Waldman told TheDCNF that Jones approached him on March 15, 2017 through text message asking to meet.
“Dan Jones here from the Democracy Integrity Project. Chris wanted us to connect,” he wrote, seemingly referring to Steele. At a meeting two days later, Waldman said that Jones told him that he was working with Steele and Fusion GPS and that their project was being funded by Soros and a group of Silicon Valley billionaires.
Jones told the FBI in interviews in March 2017 that his organization was paid around $50 million by a group of billionaires to conduct the investigation.

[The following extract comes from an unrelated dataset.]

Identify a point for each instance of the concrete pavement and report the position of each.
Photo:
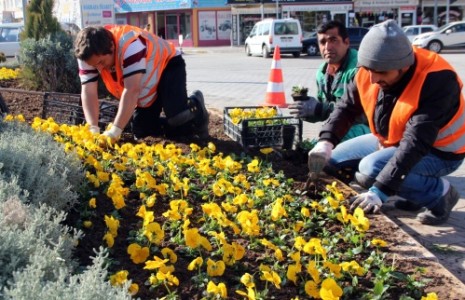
(228, 78)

Jones’ statements to the FBI were first revealed in a report released by Republican members of the House Permanent Select Committee on Intelligence on April 27.
“In late March 2017, Jones met with FBI regarding PQG, which he described as ‘exposing foreign influence in Western election,’” reads the committee’s report, referring to Jones’ consulting firm, Penn Quarter Group.
“[Redacted] told FBI that PQG was being funded by 7 to 10 wealthy donors located primarily in New York and California, who provided approximately $50 million,” the report continues. “[Redacted] further stated that PQG had secured the services of Steele, his associate [redacted], and Fusion GPS to continue exposing Russian interference in the 2016 U.S. Presidential election.”
Jones said that he “planned to share the information he obtained with policymakers … and with the press.” He also offered to provide all materials to the FBI.
It is unclear what information Jones & Co. have provided to the media. But he did send text messages to Waldman linking to news articles that he claimed his team was behind.
“Our team helped with this,” he wrote, linking to a March 17, 2017 Reuters article about Russians investing in Trump property in Florida.
Jones also sent Waldman a link to a March 20, 2017 article at McClatchy, which reported that federal investigators were looking into whether right-wing news sites like Breitbart and Infowars played a part in Russia’s election-oriented cyber operations.
The article cited “two sources familiar” with the matter. The same McClatchy reporters, Greg Gordon and Peter Stone, relied on the same sourcing for other controversial stories about the Russia probe, including one report that special counsel Robert Mueller has evidence that former Trump attorney Michael Cohen traveled to Prague during the campaign, as alleged in the Steele dossier.
The same reporters also wrote a story on March 15 alleging that conservative lawyer Cleta Mitchell expressed concerns about Russian funding of the National Rifle Association. Mitchell vehemently denied the report, noting that she was not an NRA lawyer during the campaign season, as McClatchy reported.
It has since been revealed that Glenn Simpson, the founder of Fusion GPS, provided similar information about Mitchell to Bruce Ohr, a Department of Justice official who served as a back channel between Steele and the FBI. Ohr’s wife, Nellie Ohr, worked for Fusion GPS on the anti-Trump project.
Vachon, the Soros spokesman, did not respond to TheDCNF’s request for comment.